As shown in the right hand side of fig. 6, a state diagram is applied after the filling of the right indoor bladder 12 with liquid is completed. At this time, the heart pump function and the VA-ECMO pump function work in parallel, and venous blood is oxygenated and pumped into arteries to supply blood for various organs and tissues.
Furthermore, the tail ends of the pulmonary artery pressure measuring tube, the right ventricular sac injection tube and the right ventricular pressure measuring tube are all connected and provided with elastic valve filling ports.

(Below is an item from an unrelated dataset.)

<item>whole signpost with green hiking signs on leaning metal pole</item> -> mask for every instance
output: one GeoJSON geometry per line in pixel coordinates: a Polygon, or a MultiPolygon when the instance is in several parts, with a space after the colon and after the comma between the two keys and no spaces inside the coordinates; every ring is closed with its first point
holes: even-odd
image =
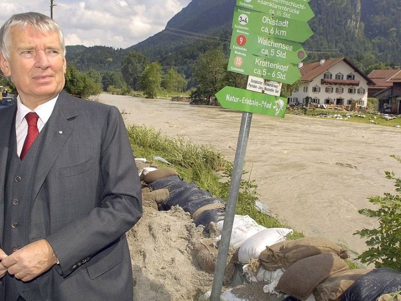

After filling the liquid, the filling port can be closed, so that the stability of the inner volume of the right indoor bag 12 is ensured, and the operation is convenient. When the volume needs to be reduced, the reverse operation is only needed.
Further, the right chamber capsule injection tube is provided with a safety relief valve in a communicating manner, and the threshold value of the safety relief valve is smaller than the pressure of the maximum volume of the right chamber capsule 12. The threshold value of the safety relief valve is adjusted and set according to the material, length, wall thickness and thickness of the right indoor bag 12 which is a specific product and is placed into the catheter 1 through the apex, the pressure of the right indoor bag 12 is limited, the inner volume of the right indoor bag 12 is ensured not to exceed the maximum volume set by the product, and the maximum volume is smaller than 80ml, and is preferably set to be 70ml.
The above-described embodiments are merely illustrative of the principles of the present application and their effectiveness, and are not intended to limit the present application. Modifications and variations may be made to the above-described embodiments by those skilled in the art without departing from the spirit and scope of the present application. Accordingly, it is intended that all equivalent modifications and variations which a person having ordinary skill in the art would accomplish without departing from the spirit and technical spirit disclosed in the present patent application shall be covered by the claims of the present patent application.